Victor Manuel CHAVEZ-ROMERO, Katherin Yessenia Chavez-Romero, Petitioners, v. UNITED STATES ATTORNEY GENERAL, Respondent.
Katherin and Victor Chavez-Romero (“petitioners”) seek review of the Board of Immigration Appeals’ (“BIA”) denial of their motion to remand through which they sought a waiver of inadmissibility from the Immigration Judge (“IJ”) to then get a continuance in their removal proceedings while their derivative U visa petition was pending with U.S. Citizenship and Immigration Services (“USCIS”). The BIA concluded that reopening the removal proceedings was not warranted because the petitioners had not established that USCIS’s adjudication of their derivative U visa petition—itself a collateral matter—and the IJ’s adjudication of their request for a waiver of inadmissibility would likely change or materially affect the outcome of their removal proceedings. Further, because petitioners themselves were “not precluded from seeking a U visa from the USCIS,” and USCIS could adjudicate their waiver application, the BIA was not mandated to remand their case. Petitioners contend that the BIA’s decision is erroneous as a matter of law, is not supported by the precedent it cites and fails to follow existing precedent, and ignores this court’s holding in Meridor v. U.S. Att’y Gen., 891 F.3d 1302 (11th Cir. 2018). Upon careful review of the record and the briefs, we deny the petition.

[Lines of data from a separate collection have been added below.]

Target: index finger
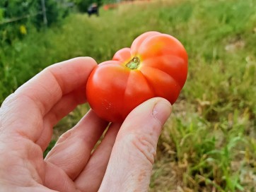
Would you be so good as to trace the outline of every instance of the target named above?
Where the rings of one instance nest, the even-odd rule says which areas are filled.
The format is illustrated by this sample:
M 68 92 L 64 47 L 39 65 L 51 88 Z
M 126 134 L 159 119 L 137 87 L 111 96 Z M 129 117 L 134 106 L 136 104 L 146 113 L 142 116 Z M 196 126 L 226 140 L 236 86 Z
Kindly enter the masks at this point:
M 90 57 L 79 57 L 46 68 L 3 102 L 1 126 L 36 139 L 42 132 L 42 117 L 63 95 L 86 87 L 96 65 Z
M 31 98 L 45 115 L 63 95 L 86 85 L 96 65 L 91 57 L 78 57 L 54 64 L 28 80 L 16 93 Z

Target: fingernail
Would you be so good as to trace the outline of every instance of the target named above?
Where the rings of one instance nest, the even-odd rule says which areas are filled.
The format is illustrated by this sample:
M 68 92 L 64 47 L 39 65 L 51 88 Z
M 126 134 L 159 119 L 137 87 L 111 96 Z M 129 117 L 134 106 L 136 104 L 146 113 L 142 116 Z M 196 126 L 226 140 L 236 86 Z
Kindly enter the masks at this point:
M 153 109 L 152 115 L 163 126 L 172 112 L 170 103 L 164 100 L 159 100 Z

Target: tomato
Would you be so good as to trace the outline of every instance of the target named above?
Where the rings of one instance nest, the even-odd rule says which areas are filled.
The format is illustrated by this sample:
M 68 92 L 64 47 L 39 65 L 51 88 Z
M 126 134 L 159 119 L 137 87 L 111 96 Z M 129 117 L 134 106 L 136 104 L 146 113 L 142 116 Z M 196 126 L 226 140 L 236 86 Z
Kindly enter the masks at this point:
M 145 32 L 90 74 L 87 100 L 101 118 L 122 122 L 144 101 L 161 97 L 173 104 L 187 75 L 187 54 L 175 37 Z

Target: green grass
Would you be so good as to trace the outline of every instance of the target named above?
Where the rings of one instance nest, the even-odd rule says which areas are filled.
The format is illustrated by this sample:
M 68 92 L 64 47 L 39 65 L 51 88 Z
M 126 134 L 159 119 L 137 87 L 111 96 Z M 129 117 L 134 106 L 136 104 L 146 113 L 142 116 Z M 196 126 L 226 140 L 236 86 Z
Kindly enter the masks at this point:
M 170 34 L 187 50 L 189 75 L 161 136 L 150 191 L 255 191 L 254 1 L 159 1 L 100 11 L 98 18 L 72 14 L 62 27 L 1 47 L 0 103 L 48 65 L 78 56 L 100 63 L 144 32 Z M 85 109 L 63 119 L 55 135 Z

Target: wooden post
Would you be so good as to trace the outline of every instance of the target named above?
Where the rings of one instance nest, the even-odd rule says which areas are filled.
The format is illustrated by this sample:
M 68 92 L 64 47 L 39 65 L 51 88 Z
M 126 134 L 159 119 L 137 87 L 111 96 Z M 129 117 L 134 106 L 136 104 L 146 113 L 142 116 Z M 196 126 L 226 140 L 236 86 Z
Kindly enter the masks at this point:
M 41 0 L 41 3 L 42 3 L 42 11 L 44 23 L 47 26 L 47 17 L 46 16 L 46 8 L 45 8 L 45 0 Z

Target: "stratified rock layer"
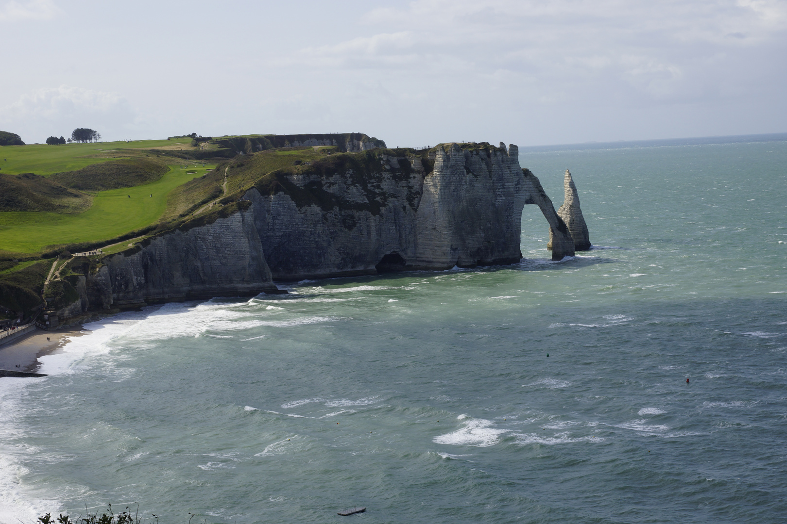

As pertinent to this appeal, petitioners are minor siblings and natives and citizens of El Salvador. They attempted to enter the United States illegally in 2014, but were stopped at a border crossing. They were each issued a notice to appear that charged them with being removable because they were present in the United States without being admitted or paroled.1 At a subsequent hearing in front of the IJ to determine their status, they admitted the Department of Homeland Security’s (“DHS”) allegations of illegality and conceded removability. Thereafter, they filed applications for asylum, withholding of removal, and relief under the Convention Against Torture (“CAT”). Their applications were denied, and they were ordered removed to El Salvador. Petitioners then appealed to the BIA.
While their appeal was pending, petitioners’ mother filed a U visa petition for herself, as well as petitions for the children to obtain derivative U visa status.2 Petitioners also filed applications for a waiver of inadmissibility with USCIS for advance permission to enter the United States, pursuant to 8 U.S.C. § 1182(d)(3)(A).3 Subsequently, petitioners filed with the BIA a motion to remand to allow the IJ to consider whether to waive their inadmissibility and to then grant a continuance in their removal proceedings while USCIS adjudicated their U visa petitions.
The BIA affirmed the IJ’s denial of the petitioners’ applications for asylum, withholding of removal, and CAT relief, and denied their motion to remand. In denying the motion to remand, the BIA reasoned that reopening of the proceedings was not warranted because petitioners had not established that “the collateral matter, the adjudication of a petition for U nonimmigrant status, and the Immigration Judge’s adjudication of their request for a waiver of inadmissibility, would likely change or materially affect the outcome of their removal proceedings.” Furthermore, the BIA stated that petitioners were not precluded from seeking a U visa from USCIS. The BIA further concluded that, as USCIS has sole jurisdiction over petitions for U visas, remand was not warranted because petitioners could file their applications for waivers of inadmissibility with USCIS. Petitioners timely appealed.4
Courts generally look at the substance of a motion to remand to determine how it should be treated on appeal. Najjar v. Ashcroft, 257 F.3d 1262, 1301 (11th Cir. 2001). “[I]f a motion to remand seeks to introduce evidence that has not been previously presented, it is generally treated as a motion to reopen[.]” Id. Because the petitioners moved for remand so that the IJ could consider new evidence not previously presented—whether to waive their inadmissibility under 8 U.S.C. § 1182(d)(3)(A) and to grant a continuance in their removal proceedings while USCIS adjudicated their U visa petition—we scrutinize their motion as a motion to reopen. See id.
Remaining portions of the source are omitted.